Notes on CNN - Architecture

11 minute read


This post covers CNN Architecture from cs231n.


  • In linear classification, we computed scores $s=W.x$, where $W$ is a weight matrix and $x$ is an input column vector.
  • In case of CIFAR-10, $x$ is a $ [32 * 32 * 3=3072, 1] $ column vector and $W$ is a $ [10, 3072] $ matrix, so that output is a vector of $10$ class scores
  • Two Layer example Neural Network would compute $s = W_2 * max(0, W_1 * x)$.
    • $W_1$ may be $[100, 3072]$ to create 100-dimensional intermediate vector and then $W_2$ can be $[10,100]$ to get 10-dimensional score e vector
    • Function $max(0, _)$ is a non-linearity applied element wise.

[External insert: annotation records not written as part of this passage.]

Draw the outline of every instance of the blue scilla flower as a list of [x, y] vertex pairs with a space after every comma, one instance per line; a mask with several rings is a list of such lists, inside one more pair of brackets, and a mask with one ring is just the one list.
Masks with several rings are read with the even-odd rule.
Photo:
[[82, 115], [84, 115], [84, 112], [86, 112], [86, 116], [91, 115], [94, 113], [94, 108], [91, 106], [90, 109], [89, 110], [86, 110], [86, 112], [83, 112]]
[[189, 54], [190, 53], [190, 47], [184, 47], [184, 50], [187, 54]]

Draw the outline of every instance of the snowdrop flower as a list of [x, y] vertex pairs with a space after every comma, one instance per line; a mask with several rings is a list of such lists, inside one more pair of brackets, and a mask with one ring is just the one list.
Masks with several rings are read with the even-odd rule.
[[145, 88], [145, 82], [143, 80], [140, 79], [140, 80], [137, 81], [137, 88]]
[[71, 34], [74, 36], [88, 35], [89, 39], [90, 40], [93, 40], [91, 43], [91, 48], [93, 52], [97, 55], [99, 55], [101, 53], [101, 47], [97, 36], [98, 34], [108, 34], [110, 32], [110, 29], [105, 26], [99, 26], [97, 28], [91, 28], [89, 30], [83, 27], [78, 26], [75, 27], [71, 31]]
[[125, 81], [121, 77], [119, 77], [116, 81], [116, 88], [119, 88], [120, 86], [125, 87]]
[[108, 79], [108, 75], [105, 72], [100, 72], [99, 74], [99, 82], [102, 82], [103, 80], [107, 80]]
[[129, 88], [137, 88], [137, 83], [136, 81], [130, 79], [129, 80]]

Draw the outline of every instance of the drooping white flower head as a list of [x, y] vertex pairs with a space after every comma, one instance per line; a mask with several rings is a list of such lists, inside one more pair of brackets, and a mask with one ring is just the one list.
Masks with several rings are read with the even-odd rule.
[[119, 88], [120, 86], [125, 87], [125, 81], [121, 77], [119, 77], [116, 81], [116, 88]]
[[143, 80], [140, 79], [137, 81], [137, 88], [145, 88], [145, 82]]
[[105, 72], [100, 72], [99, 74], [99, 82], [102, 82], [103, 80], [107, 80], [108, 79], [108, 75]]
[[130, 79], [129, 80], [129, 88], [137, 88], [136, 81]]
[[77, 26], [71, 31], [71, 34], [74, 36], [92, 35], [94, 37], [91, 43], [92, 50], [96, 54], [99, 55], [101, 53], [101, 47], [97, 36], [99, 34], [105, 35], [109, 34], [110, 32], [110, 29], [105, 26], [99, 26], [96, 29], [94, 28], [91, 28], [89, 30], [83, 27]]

This thresholds all activations that are below zero to zero.
    • Non-linearity is computationally critical, as without this $W_2$ and $W_1$ can be collaposed to a single matrix, making the predicted scores to be a linear function of the input.
    • Parameters $W_2$ and $W_1$ are learned using SGD and gradients computed from Backpropogation.
  • Three Layer Neural Network can be $s = W_3 * max(0, W_2 * max(0, W_1 * x))$.
    • $W_3, W_2, W_1$ are parameters to be learned
    • The sizes of intermediate hidden vectors are hyper parameters of the network.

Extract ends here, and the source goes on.